15% of U.S. consumers have used a mobile wallet—including Apple Passbook/Apple Pay, Google Wallet/Google Pay, PayPal and Starbucks—during the first half of 2015, which is up from 9% during the first half of 2013, according to a study of 1,716 consumers by research and consulting firm Chadwick Martin Bailey. Beyond the 15%, 22% of consumers say they plan to try using a mobile wallet by year’s end, the study finds. So about one in every six U.S. consumers use mobile wallets today, and that number could very soon rise to more than one in three consumers.
Here are the key stats from the Chadwick Martin Bailey study: 27% of mobile wallet users very likely will switch to another business if that business offers mobile payments, and 18% will increase the amount of business they do with a company if that company debuts mobile payments.
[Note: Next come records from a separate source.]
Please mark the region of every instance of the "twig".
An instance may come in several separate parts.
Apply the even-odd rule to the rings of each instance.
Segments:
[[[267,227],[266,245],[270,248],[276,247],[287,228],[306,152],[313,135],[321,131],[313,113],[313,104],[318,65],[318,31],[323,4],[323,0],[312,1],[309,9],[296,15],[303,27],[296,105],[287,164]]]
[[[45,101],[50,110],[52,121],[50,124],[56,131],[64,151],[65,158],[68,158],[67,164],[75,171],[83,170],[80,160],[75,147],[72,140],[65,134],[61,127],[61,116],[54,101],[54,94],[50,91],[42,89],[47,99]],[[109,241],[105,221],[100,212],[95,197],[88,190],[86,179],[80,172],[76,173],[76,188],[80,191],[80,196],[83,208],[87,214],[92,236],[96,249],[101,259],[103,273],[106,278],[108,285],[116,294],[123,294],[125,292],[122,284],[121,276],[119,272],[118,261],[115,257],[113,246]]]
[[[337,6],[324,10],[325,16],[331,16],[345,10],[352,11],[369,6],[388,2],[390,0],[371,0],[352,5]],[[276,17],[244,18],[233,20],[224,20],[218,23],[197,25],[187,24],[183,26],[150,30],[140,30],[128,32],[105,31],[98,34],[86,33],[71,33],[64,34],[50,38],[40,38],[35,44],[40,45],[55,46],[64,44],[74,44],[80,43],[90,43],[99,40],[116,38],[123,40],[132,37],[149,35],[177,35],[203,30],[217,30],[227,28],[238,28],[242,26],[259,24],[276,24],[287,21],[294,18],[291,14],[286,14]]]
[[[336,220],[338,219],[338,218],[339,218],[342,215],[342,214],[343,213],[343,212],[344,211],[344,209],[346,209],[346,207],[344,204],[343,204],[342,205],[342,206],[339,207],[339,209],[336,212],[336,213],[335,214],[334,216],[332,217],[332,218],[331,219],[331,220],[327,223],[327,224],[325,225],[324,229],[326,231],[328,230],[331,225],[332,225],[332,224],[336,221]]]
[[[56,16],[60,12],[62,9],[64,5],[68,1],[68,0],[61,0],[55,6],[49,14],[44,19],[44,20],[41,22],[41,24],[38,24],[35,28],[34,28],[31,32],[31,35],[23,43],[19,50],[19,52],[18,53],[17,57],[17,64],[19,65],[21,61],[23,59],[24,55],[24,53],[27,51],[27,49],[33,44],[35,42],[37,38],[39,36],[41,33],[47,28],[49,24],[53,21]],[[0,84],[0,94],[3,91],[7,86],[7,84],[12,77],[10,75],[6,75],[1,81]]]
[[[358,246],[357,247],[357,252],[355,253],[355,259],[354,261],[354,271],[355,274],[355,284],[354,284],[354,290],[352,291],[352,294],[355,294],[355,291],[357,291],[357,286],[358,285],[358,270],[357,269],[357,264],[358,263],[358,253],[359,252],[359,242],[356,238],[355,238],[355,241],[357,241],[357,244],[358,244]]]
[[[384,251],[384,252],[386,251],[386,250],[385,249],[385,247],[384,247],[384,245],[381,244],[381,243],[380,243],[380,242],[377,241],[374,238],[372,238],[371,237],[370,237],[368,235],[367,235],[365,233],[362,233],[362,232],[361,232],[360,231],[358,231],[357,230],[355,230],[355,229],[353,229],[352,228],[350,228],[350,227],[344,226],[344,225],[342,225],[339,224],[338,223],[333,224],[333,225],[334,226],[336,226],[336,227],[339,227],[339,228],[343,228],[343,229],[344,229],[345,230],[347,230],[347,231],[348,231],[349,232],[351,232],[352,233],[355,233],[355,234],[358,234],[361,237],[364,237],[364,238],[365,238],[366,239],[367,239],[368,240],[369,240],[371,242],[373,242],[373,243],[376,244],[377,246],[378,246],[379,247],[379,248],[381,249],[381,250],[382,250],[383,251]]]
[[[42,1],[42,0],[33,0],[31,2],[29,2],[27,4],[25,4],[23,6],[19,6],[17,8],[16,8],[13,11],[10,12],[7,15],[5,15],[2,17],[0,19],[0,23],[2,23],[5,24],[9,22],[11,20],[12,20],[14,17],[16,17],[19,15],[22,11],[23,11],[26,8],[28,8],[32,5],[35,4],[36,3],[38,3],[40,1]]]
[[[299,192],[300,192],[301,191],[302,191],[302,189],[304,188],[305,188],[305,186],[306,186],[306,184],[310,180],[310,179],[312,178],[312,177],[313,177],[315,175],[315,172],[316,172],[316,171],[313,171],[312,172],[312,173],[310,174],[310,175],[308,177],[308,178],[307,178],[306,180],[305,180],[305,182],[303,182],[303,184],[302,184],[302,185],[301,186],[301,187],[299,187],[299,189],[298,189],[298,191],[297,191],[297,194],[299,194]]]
I looked in my mobile wallet (Apple Passbook) recently, awaiting a movie to begin after using mobile tickets to enter the theater, and was amused to realize I make fairly healthy use of a mobile wallet. Look at the accompanying image of my mobile wallet: There are two credit cards, one debit card, a Walgreens loyalty card, a AAA member card, and a Fandango movie ticket. Event tickets and coupons also have graced my mobile wallet.
So I say I was “amused” because the only talk you hear of mobile wallets is negative, yet here I am with a rather full wallet. Why is it not a bulging mobile wallet? Not because consumers don’t like mobile wallets, but because retailers don’t offer mobile payments. If you could snap your fingers and make 100% of all retailers accept Near Field Communication (NFC), the wireless technology that facilitates payments between a smartphone and a retailer’s payment terminal, I guarantee you within 12 months of that snap the percentage of U.S. consumers using mobile wallets would easily rise to 33%. About 80% of U.S. mobile phone users have smartphones.
I use Apple Pay everywhere I’m able. I love it. (And I know how to use it correctly and thus realize it is indeed faster—and more secure—than using a plastic card. Click here for more on that sorry subject.) I truly look forward to the day when Illinois makes digital drivers licenses because then I will toss my leather wallet in my “Box o’ Memories” with my 8-track tapes and 45 records and other historical artifacts. The only reason I keep any cash on me today, I should add, is for situations where it is absolutely impossible to pay digitally or with plastic (for example, paying for and tipping a valet).
But guess what? In October, fingers will be snapped, and a requirement to use chip-and-pin card technology goes into effect. Retailers have been transitioning their old payment terminals to new payment terminals capable of accepting payment cards that rely on chips instead of magnetic stripes to communicate payment data. Chips are far more secure than mag stripes. And guess what again? Most payment terminals capable of chip-and-pin transactions also (bonus!) are capable of NFC transactions.
Hey retailers that don’t accept mobile payments—start accepting mobile payments. You’ve got or soon will have the technology. The more retailers that accept mobile payments (and promote mobile payments), the more consumers will use mobile wallets. And more consumers using mobile wallets means more opportunities for retailers to increase loyalty or gain new customers, not merely by offering the technology but by adding mobile coupons and mobile loyalty cards to the mobile wallet mix, merging the online and offline worlds into true omnichannel commerce.